Where 75% of Mortgageforce's borrowers had been taking fixed rates, this has fallen to only 64% this week.
Katie Tucker, Technical Manager for Mortgageforce comments: "Next week will be as confusing for borrowers; whilst a borrower's choice between a fixed rate and a tracker is largely based on how they expect Bank rate to behave in the next few years, when the price difference between the two is this significant, it's difficult to resist the cheaper one.
"A borrower with 20% deposit considering Nationwide's new rates can have a two year fix at 6.28%, or a tracker at 5.23%. That is a huge difference of 1.05%, which makes a difference of £114 pure interest to the monthly payment on a typical £130,000 mortgage."

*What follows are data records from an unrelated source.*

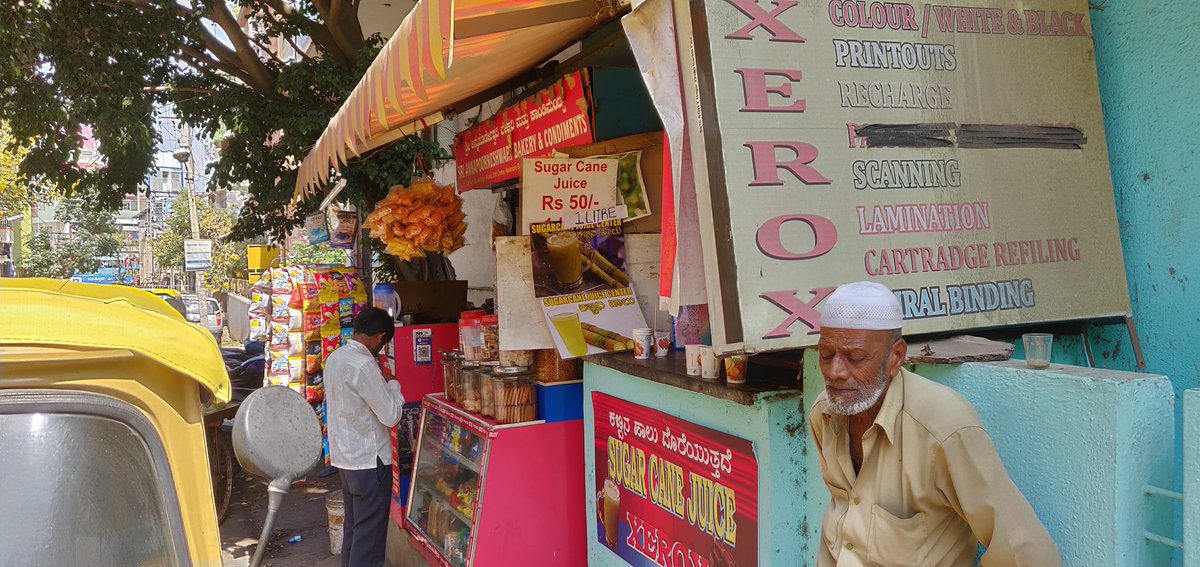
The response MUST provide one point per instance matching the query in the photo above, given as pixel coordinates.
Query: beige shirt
(363, 409)
(931, 488)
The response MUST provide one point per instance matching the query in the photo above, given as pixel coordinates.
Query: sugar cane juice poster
(581, 282)
(671, 493)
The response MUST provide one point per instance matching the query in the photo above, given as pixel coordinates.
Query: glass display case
(489, 494)
(445, 487)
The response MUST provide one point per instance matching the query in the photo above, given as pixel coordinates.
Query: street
(301, 514)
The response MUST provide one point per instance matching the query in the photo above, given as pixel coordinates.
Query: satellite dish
(277, 439)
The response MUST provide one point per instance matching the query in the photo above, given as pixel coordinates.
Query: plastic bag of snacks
(425, 218)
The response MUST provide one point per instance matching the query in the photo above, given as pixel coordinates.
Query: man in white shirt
(363, 407)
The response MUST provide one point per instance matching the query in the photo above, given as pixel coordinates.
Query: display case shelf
(432, 490)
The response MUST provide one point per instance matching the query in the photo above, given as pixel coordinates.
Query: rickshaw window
(84, 479)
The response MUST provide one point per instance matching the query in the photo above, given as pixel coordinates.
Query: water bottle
(387, 299)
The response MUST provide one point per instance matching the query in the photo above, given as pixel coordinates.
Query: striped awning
(443, 53)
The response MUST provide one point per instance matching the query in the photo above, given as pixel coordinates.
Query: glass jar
(468, 387)
(516, 398)
(486, 395)
(450, 363)
(490, 334)
(517, 358)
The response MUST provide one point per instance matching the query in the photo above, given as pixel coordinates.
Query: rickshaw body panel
(132, 347)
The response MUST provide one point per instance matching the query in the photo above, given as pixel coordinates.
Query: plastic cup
(709, 368)
(691, 352)
(1038, 347)
(736, 369)
(661, 344)
(643, 344)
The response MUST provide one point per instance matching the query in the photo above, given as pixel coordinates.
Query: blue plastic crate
(562, 401)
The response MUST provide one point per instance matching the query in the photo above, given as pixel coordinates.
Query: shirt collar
(889, 412)
(358, 346)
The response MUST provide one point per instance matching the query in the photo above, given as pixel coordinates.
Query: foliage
(304, 254)
(228, 257)
(15, 195)
(108, 63)
(91, 238)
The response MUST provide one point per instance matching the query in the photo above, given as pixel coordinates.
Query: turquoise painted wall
(1080, 443)
(775, 425)
(1146, 55)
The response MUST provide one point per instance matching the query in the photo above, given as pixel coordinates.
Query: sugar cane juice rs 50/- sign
(671, 493)
(953, 151)
(557, 117)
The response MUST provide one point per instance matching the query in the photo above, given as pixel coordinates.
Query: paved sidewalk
(303, 513)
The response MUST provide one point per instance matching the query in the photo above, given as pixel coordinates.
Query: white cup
(709, 366)
(691, 352)
(643, 344)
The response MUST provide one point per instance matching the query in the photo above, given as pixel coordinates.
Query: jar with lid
(517, 358)
(451, 362)
(468, 387)
(471, 334)
(486, 395)
(490, 333)
(516, 398)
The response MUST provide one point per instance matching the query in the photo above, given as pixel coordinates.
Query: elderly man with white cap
(915, 478)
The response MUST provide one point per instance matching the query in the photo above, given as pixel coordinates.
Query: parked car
(173, 298)
(192, 302)
(214, 320)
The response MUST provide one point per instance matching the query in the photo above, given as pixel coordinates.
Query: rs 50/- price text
(707, 505)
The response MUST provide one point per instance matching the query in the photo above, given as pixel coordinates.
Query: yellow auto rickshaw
(102, 441)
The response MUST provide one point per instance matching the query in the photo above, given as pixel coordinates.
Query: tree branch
(318, 33)
(262, 78)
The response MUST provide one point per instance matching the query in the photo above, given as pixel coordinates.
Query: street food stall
(677, 263)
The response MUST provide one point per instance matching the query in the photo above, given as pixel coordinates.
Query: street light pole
(184, 154)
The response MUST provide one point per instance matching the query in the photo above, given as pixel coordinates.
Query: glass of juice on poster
(609, 509)
(567, 324)
(565, 258)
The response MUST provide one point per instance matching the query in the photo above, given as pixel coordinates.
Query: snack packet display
(312, 327)
(328, 345)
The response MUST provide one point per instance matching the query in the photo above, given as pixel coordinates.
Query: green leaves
(91, 238)
(108, 64)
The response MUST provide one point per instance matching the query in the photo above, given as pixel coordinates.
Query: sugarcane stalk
(609, 334)
(604, 342)
(607, 267)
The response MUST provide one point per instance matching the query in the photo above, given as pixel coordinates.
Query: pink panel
(417, 381)
(533, 502)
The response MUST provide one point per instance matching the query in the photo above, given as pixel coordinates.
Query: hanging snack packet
(257, 328)
(312, 327)
(312, 357)
(295, 368)
(279, 336)
(329, 314)
(346, 227)
(331, 328)
(315, 226)
(328, 345)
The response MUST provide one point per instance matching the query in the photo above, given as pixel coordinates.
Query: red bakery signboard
(671, 493)
(557, 117)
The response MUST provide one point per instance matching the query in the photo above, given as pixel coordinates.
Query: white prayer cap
(862, 305)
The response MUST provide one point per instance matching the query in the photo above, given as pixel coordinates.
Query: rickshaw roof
(36, 311)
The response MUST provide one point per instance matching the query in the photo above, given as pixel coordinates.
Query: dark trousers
(366, 496)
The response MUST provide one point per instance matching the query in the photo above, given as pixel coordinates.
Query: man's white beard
(867, 400)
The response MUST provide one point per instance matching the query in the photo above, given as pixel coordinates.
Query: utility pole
(184, 154)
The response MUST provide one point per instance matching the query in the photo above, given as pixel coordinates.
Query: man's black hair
(372, 321)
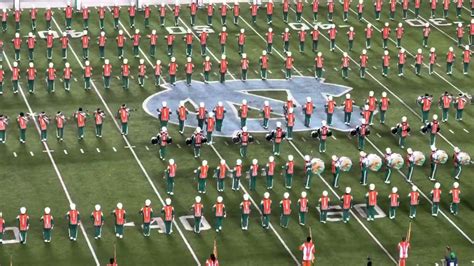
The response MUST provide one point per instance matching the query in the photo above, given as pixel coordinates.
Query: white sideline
(352, 212)
(220, 157)
(381, 84)
(412, 55)
(365, 228)
(53, 162)
(426, 197)
(464, 234)
(133, 151)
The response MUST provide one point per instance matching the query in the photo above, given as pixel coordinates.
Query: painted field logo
(255, 92)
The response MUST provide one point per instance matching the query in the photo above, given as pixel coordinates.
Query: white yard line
(53, 162)
(426, 197)
(379, 82)
(259, 211)
(243, 188)
(413, 111)
(131, 148)
(352, 212)
(412, 55)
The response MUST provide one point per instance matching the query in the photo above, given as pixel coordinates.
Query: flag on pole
(214, 251)
(409, 232)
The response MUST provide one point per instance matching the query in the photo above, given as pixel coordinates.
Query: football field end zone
(133, 152)
(55, 167)
(416, 114)
(217, 153)
(325, 37)
(213, 147)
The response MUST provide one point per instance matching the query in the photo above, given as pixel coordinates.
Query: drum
(345, 164)
(375, 162)
(317, 166)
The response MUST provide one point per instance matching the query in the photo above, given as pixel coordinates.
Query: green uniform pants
(284, 220)
(244, 221)
(169, 185)
(346, 215)
(73, 231)
(47, 232)
(288, 180)
(146, 229)
(269, 181)
(392, 212)
(202, 185)
(253, 182)
(197, 224)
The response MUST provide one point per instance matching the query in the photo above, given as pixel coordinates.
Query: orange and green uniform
(197, 141)
(414, 197)
(289, 168)
(164, 116)
(31, 73)
(168, 213)
(402, 132)
(101, 14)
(120, 39)
(445, 103)
(182, 113)
(98, 121)
(346, 207)
(120, 216)
(23, 226)
(43, 122)
(436, 199)
(302, 210)
(455, 200)
(330, 108)
(123, 115)
(394, 199)
(201, 174)
(210, 125)
(80, 117)
(141, 74)
(98, 221)
(125, 76)
(2, 229)
(48, 224)
(285, 206)
(371, 198)
(384, 103)
(245, 213)
(197, 209)
(3, 129)
(51, 76)
(74, 219)
(253, 171)
(323, 208)
(170, 173)
(220, 213)
(67, 75)
(236, 175)
(277, 136)
(221, 173)
(132, 11)
(64, 40)
(266, 209)
(22, 125)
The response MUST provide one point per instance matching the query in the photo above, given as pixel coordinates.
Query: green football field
(127, 169)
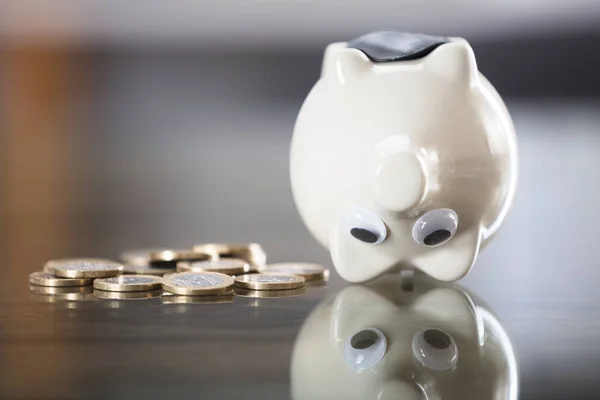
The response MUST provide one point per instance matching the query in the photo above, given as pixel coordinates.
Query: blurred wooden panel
(37, 100)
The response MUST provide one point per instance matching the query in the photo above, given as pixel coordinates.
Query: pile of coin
(211, 271)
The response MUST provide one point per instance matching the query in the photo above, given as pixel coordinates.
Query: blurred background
(131, 124)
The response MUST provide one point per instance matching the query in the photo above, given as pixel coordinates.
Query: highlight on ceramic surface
(394, 339)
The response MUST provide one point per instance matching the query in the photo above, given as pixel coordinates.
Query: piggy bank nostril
(364, 339)
(437, 237)
(437, 339)
(364, 235)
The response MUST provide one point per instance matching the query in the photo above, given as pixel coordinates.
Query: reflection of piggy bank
(403, 154)
(384, 341)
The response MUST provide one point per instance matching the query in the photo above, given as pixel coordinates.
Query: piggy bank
(403, 155)
(429, 340)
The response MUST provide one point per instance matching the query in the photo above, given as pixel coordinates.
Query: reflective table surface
(526, 317)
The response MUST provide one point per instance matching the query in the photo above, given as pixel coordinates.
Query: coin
(53, 293)
(230, 266)
(146, 270)
(170, 258)
(251, 252)
(214, 299)
(45, 279)
(128, 283)
(197, 283)
(269, 294)
(269, 281)
(310, 272)
(84, 268)
(149, 294)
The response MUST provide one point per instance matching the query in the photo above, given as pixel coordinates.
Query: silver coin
(269, 281)
(84, 268)
(128, 283)
(197, 283)
(196, 280)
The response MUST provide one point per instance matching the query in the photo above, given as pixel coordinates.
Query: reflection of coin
(197, 283)
(310, 272)
(214, 299)
(104, 294)
(253, 253)
(146, 270)
(271, 294)
(230, 266)
(128, 283)
(85, 268)
(169, 258)
(269, 281)
(46, 279)
(52, 293)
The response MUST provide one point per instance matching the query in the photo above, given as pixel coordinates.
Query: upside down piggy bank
(403, 154)
(433, 341)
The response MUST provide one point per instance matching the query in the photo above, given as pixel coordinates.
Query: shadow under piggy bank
(403, 338)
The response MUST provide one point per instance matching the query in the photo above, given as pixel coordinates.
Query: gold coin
(214, 299)
(197, 283)
(269, 281)
(146, 270)
(310, 272)
(170, 258)
(269, 294)
(230, 266)
(149, 294)
(85, 268)
(53, 293)
(251, 252)
(128, 283)
(45, 279)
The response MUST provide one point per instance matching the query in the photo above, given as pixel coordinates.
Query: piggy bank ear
(342, 63)
(453, 61)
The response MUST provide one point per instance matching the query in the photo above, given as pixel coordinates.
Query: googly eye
(435, 349)
(365, 349)
(364, 225)
(435, 227)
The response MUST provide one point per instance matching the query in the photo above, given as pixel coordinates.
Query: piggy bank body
(403, 154)
(428, 340)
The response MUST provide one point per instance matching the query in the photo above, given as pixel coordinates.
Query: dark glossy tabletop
(539, 276)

Alliance and Leicester and Halifax have also cut their two year tracker rates by up to 0.3%.
Tucker explains: "The lenders have to keep their split between customers on fixed rates and tracker rates even, to mitigate the risk of their own wholesale costs rising; so they price their fixed and tracker deals to attract attention accordingly."
Tucker concludes: "My advice to people arranging mortgages this week comes down to affordability: If you can afford the monthly payments on a fixed rate, but would not be able to afford more than that, a tracker would pose that risk, so consider the security of the fixed.
These trackers may start low, but you must be sure that you could afford the payments if they did rise."